My question is that I read most of the mouse sequence paper, there is no one use mm10 as reference for alignment, and seems like mm10 has fewer annotation compared with mm9, is that true? Has anyone use mm10 for alignment and get a good result?
Thats becaue most people have started accumulating data, insight etc... with mm9 and are reluctant to map, annotate etc.. everything again. Then there is the data produced by other you would like to compare with, e.g. ENCODE and thats also on mm9.
What are the differences, what do you gain? http://www.ncbi.nlm.nih.gov/projects/genome/assembly/grc/mouse/data/ no tables here in markdown?
mm9: Total Bases in Assembly 2,745,142,291 Total Non-N Bases in Assembly 2,648,522,751
mm10: Total Bases in Assembly 2,798,785,524 Total Non-N Bases in Assembly 2,719,482,043
so 70million more bases in assembly, that 1/2 a chromosome. There are much less unplaced scaffold, for most chromosomes they think they are completeley assembled. Then there is the PAR region for X and Y chromosomes.

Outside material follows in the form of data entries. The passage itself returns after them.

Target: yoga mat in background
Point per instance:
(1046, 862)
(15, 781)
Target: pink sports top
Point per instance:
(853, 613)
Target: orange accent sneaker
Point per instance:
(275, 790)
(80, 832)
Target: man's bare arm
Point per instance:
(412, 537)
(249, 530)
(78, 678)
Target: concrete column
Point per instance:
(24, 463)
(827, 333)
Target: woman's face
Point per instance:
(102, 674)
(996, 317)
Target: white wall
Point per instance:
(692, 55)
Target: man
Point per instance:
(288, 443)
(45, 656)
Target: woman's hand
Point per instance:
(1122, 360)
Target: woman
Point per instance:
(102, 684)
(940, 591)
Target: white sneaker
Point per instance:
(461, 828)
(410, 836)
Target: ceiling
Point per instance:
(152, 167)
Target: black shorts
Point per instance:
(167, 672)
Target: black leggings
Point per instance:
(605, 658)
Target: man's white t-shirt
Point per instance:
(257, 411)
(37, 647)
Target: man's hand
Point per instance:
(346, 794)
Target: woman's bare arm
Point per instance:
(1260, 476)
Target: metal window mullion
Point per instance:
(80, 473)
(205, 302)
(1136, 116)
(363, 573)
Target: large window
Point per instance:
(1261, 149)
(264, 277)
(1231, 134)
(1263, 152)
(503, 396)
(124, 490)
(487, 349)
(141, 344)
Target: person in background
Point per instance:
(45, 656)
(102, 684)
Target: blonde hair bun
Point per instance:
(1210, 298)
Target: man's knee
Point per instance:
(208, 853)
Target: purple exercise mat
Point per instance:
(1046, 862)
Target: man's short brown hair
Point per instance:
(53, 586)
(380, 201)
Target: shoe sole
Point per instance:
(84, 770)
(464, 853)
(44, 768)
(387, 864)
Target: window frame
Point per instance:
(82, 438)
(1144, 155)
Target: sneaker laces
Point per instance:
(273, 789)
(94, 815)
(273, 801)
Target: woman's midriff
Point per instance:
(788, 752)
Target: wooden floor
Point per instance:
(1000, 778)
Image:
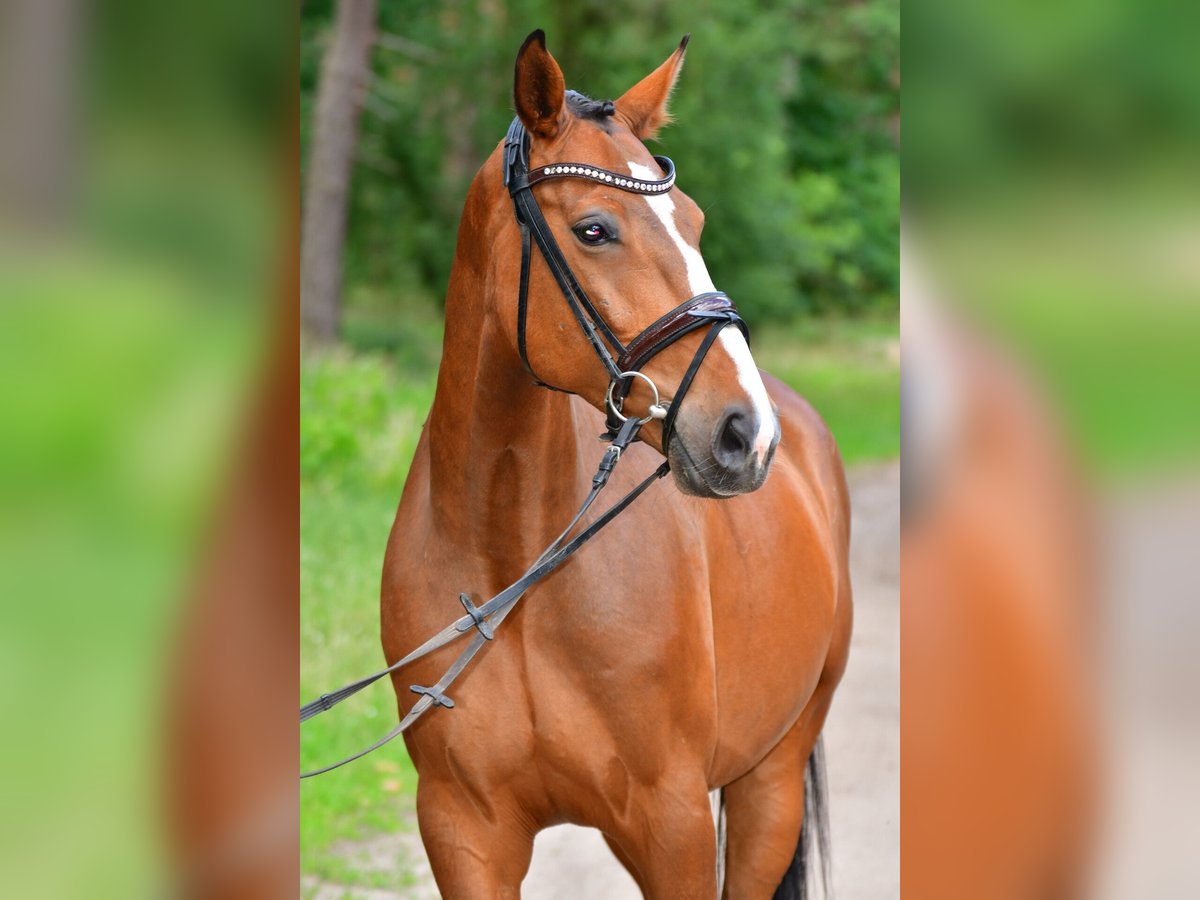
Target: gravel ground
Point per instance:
(862, 753)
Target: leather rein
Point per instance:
(623, 363)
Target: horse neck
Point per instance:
(504, 457)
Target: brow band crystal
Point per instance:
(625, 183)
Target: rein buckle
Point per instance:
(438, 697)
(479, 622)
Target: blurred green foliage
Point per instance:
(784, 133)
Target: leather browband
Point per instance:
(606, 177)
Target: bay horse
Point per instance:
(697, 643)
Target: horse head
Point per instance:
(631, 239)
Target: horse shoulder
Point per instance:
(810, 448)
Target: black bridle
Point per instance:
(623, 364)
(712, 310)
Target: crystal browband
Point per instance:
(625, 183)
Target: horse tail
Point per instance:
(808, 876)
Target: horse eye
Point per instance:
(592, 233)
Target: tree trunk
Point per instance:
(345, 76)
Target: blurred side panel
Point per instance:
(1051, 307)
(148, 516)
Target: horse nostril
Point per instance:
(735, 437)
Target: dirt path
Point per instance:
(862, 751)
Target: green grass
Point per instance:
(361, 412)
(849, 370)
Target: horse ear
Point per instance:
(538, 89)
(645, 105)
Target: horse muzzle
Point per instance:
(724, 460)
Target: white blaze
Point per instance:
(731, 339)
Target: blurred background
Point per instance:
(1051, 313)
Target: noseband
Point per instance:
(712, 310)
(623, 363)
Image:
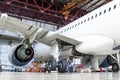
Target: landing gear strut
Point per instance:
(62, 66)
(112, 60)
(115, 67)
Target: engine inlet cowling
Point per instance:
(21, 55)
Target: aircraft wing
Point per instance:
(27, 30)
(50, 36)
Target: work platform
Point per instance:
(59, 76)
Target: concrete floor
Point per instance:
(59, 76)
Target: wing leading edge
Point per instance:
(27, 30)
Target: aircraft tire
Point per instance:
(62, 66)
(109, 60)
(115, 67)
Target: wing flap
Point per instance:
(15, 25)
(51, 36)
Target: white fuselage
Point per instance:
(99, 31)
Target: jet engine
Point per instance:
(21, 55)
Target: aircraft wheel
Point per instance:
(115, 67)
(109, 59)
(62, 66)
(52, 64)
(0, 69)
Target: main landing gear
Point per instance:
(112, 60)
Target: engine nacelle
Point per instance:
(21, 55)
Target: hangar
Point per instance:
(62, 36)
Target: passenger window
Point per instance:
(64, 30)
(114, 6)
(75, 25)
(88, 19)
(100, 13)
(104, 11)
(110, 9)
(96, 15)
(67, 28)
(61, 32)
(92, 17)
(84, 20)
(81, 22)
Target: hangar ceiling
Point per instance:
(59, 12)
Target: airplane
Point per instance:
(95, 36)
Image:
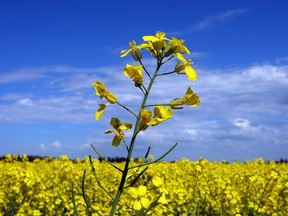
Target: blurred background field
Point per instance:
(43, 187)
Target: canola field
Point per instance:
(43, 187)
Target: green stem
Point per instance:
(149, 105)
(145, 69)
(135, 133)
(127, 109)
(166, 73)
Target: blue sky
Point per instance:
(52, 51)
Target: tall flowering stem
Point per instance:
(163, 50)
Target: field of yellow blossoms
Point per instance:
(43, 187)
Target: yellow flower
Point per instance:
(146, 117)
(177, 45)
(139, 195)
(135, 73)
(118, 127)
(189, 98)
(103, 92)
(157, 42)
(100, 111)
(186, 65)
(161, 114)
(134, 50)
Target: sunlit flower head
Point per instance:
(100, 111)
(189, 98)
(118, 127)
(103, 92)
(157, 42)
(139, 194)
(161, 114)
(135, 73)
(146, 117)
(134, 50)
(178, 45)
(185, 65)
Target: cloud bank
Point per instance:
(243, 111)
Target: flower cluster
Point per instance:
(163, 50)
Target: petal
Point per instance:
(115, 123)
(145, 202)
(125, 126)
(100, 111)
(133, 192)
(99, 87)
(125, 52)
(142, 190)
(181, 57)
(116, 141)
(137, 205)
(111, 98)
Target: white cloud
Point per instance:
(56, 144)
(238, 106)
(217, 18)
(25, 102)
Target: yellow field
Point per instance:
(43, 187)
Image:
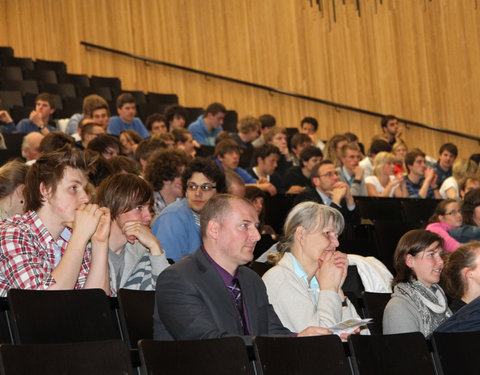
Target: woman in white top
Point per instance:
(305, 287)
(461, 169)
(383, 182)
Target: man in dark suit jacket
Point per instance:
(193, 298)
(329, 190)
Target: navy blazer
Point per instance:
(192, 302)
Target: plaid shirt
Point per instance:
(27, 255)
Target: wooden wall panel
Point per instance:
(417, 59)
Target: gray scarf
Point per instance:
(430, 302)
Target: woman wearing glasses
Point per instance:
(305, 287)
(418, 303)
(178, 226)
(447, 215)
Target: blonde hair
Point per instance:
(381, 159)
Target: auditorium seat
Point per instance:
(157, 98)
(65, 90)
(58, 66)
(75, 79)
(301, 355)
(41, 76)
(201, 357)
(60, 316)
(398, 354)
(456, 353)
(112, 82)
(24, 86)
(25, 63)
(10, 98)
(108, 357)
(374, 304)
(11, 72)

Then there is the annotation. Ensembl and I think UCSC (? maybe yes) does not backport their new annotation, so this is something you loose - novel miRNAs, lincRNAs etc...
mm10 is better for alignment based (more reads are mapped) on personal experience. Also, it has been a while since mm10 is out so its the right time to make the transition. All the gene models including UCSC, RefSeq and Ensembl are available for mm10. And for other annotations you can always liftOver mm9 to mm10.